Salman Rushdie: no regrets
Talk about Banned Books Week. Just at the moment, it's hard to imagine a title more uncomfortable or more controversial than "The Jewel of Medina," the story of A'isha, child bride of the prophet Mohammed, by American author Sherry Jones.
In August, Random House, the book's original US publisher, decided not to publish out of fear of reprisals from Muslim extremists. But controversial Dutch publisher, Martin Rynja of Gibson Square Books (publisher of such books as "House of Bush, House of Saud," O.J. Simpson's "If I Did It," and "Blowing Up Russia by Alexander Litvinenko) said that he would go forward with a release of "The Jewel of Medina" in the UK.
Then, this weekend there was a firebomb attack on Rynja's North London home. According to thebookseller.com, the book's publication in the UK is now in "suspended animation" following the weekend attack.
Into the fray steps Salman Rushdie. In an interview with Australian broadcaster Clive James, he is reported to have said that he has no regrets about having written "The Satanic Verses," despite the 10 years he spent living in hiding after having done so.

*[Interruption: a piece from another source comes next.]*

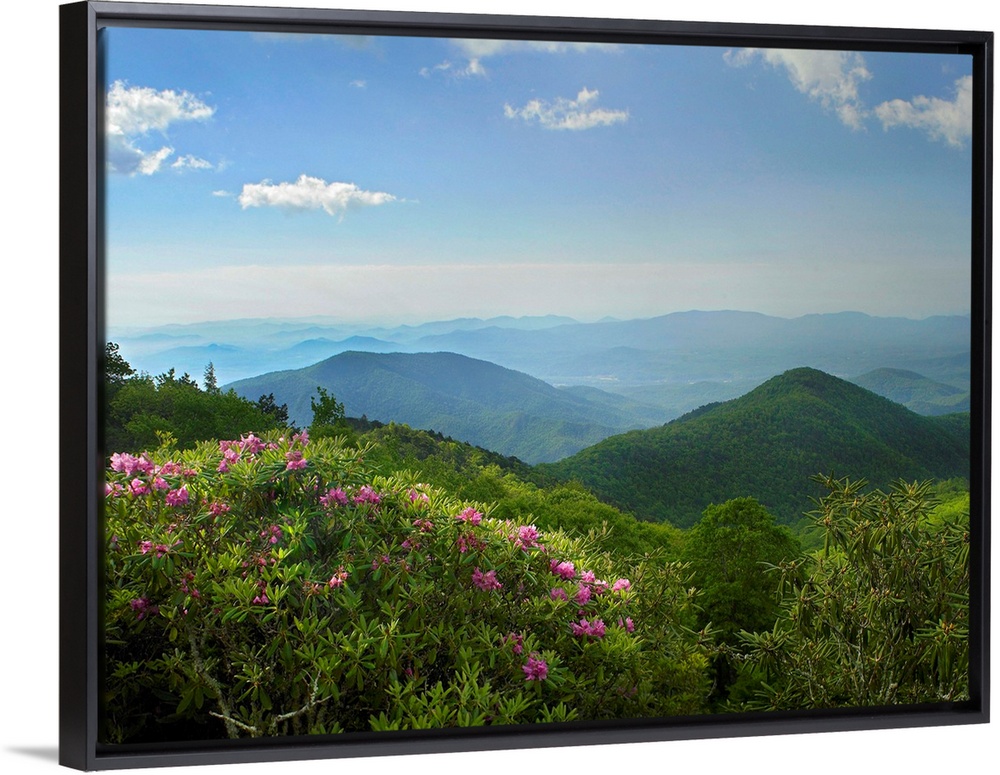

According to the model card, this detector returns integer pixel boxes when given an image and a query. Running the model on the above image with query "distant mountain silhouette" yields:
[226,351,665,463]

"The question of do we have agency in our lives or whether we are just passive victims of events is, I think, a great question and one that I have always tried to ask," said Rushdie in comments published on James's website. "In that sense I wouldn't not have wanted to be the writer that asked it."
"The Jewel of Medina" is still scheduled for release in the US by Beaufort on October 15.